Hosted, zero per-developer installShaktiman runs per-dev.
Respects host-level permissionsN/ARuns on your laptop; your permissions are yours.
Free for open-source reposPartiallyAlwaysMIT.
Ranked semantic searchSimilar idea, different implementation.
AI chat over codebaseCodyClaude Code / Cursor / Zed + ShaktimanSubstitute the client.
Precise cross-language referencesPartialShaktiman's graph is per-language.
Offline / air-gappedShaktiman has no external dep except optional Ollama.
No data leaves the machine✓ (sans Ollama-as-a-service configurations)Important for some orgs.
GraphQL API / integrations✗ (MCP instead)Different integration model.

Side-by-side workflow

"Find every caller of validateToken across our org."

Sourcegraph:

  1. Open Sourcegraph UI or call the API.
  2. validateToken → references panel → spans all repos.
  3. Click through results.

Shaktiman:

  1. You can only do this per repo. If validateToken exists in repo A and callers are in repo B, Shaktiman indexed on repo A doesn't see repo B.
  2. Workaround: run Shaktiman on each repo, query each.

This is a genuine gap, not a workaround that closes it.
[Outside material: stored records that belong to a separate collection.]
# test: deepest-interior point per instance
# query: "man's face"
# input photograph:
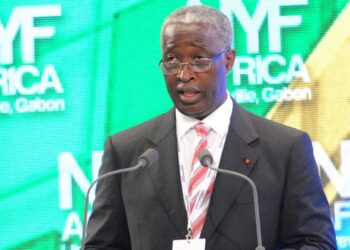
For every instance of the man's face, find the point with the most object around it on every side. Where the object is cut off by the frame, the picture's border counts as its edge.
(195, 94)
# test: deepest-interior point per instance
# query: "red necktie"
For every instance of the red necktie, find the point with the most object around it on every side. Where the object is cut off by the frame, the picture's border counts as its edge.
(200, 187)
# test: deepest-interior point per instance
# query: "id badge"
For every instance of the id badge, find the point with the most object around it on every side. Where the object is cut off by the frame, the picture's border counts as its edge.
(196, 244)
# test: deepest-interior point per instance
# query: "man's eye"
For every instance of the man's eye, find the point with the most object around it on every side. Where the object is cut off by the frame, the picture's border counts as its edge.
(171, 59)
(199, 57)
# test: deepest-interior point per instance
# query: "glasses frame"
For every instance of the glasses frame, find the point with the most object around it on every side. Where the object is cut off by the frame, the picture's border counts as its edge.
(211, 60)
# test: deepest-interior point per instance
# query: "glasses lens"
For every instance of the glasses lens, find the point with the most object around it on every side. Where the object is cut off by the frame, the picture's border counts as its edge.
(200, 65)
(170, 68)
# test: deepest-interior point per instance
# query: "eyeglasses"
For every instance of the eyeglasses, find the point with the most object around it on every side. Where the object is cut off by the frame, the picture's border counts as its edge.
(200, 65)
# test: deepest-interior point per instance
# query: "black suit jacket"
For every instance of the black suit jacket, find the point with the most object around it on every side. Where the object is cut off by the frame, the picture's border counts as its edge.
(145, 209)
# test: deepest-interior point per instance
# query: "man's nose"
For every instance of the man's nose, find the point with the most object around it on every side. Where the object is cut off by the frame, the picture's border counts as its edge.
(185, 74)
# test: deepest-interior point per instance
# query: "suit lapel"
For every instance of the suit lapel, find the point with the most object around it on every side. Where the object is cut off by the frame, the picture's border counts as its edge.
(238, 155)
(165, 174)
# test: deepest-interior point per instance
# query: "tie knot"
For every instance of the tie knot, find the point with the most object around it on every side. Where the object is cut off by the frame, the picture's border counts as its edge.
(202, 130)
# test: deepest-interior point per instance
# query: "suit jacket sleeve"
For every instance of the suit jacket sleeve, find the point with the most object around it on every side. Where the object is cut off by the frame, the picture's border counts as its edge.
(305, 218)
(107, 227)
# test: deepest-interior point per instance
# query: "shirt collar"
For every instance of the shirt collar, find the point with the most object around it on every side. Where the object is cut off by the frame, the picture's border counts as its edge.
(218, 120)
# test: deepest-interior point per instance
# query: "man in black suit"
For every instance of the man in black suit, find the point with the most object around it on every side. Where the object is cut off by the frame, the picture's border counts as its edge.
(151, 207)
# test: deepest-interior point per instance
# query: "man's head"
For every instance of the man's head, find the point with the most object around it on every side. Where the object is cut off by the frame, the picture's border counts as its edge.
(193, 35)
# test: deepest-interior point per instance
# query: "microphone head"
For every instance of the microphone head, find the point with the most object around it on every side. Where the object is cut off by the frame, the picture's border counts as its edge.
(205, 158)
(149, 157)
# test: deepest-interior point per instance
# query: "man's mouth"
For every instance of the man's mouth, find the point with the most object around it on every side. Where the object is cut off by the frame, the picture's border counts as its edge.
(189, 95)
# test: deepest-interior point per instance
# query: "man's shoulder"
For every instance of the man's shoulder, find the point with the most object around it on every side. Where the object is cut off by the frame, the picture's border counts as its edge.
(264, 125)
(143, 129)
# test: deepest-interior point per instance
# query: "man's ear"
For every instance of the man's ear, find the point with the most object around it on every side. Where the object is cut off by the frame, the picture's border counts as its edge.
(230, 59)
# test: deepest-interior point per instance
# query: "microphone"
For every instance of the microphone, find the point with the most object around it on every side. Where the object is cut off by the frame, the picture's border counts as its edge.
(206, 159)
(149, 157)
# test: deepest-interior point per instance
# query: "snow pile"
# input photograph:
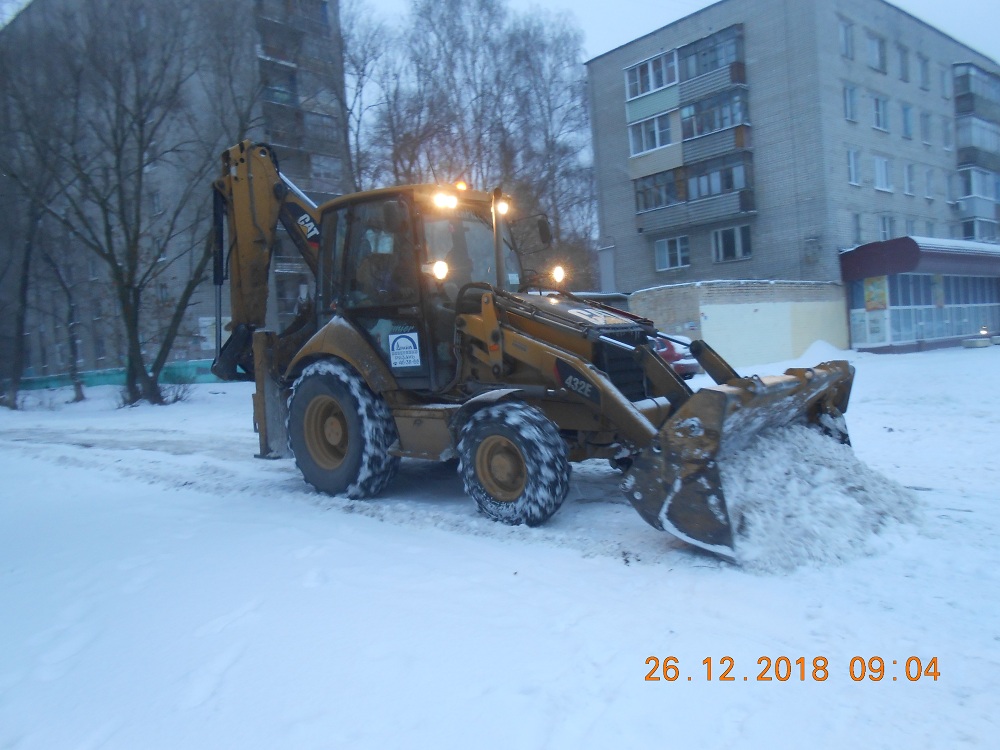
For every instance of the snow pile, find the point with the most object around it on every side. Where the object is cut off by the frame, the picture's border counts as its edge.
(796, 497)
Gaps (where Sourcegraph wins)

  • Cross-repo. Full stop. If that's your need, Shaktiman is the wrong tool.
  • Permissions-aware. Sourcegraph enforces who-can-see-what; Shaktiman runs as you, on your files.
  • Infrastructure for large orgs. Shared indexes, shared tuning, shared observability. Shaktiman has none.
  • Cody as an integrated product. Cody is the Sourcegraph AI layer. With Shaktiman you supply your own client (Claude Code, Cursor, etc.).

Where Shaktiman wins

  • Local-first. No server to stand up, no data egress, no licenses.
  • Zero cost for open-source or internal use.
  • Fits the MCP ecosystem. If your agent is Claude Code / Cursor / Zed, Shaktiman is native.
  • Budget-fitted context assembly. context is explicitly designed to produce a token-bounded context package — a primitive Sourcegraph doesn't expose directly.

When to keep Sourcegraph / Cody

  • Your team works across many repos and needs unified search.
  • Your org's security model requires hosted, permission-aware code access.
  • You already have Sourcegraph as an infra decision and it serves you.

You can run both. Sourcegraph for cross-repo exploration; Shaktiman for day-to-day, agent-driven work inside the repo you're currently editing.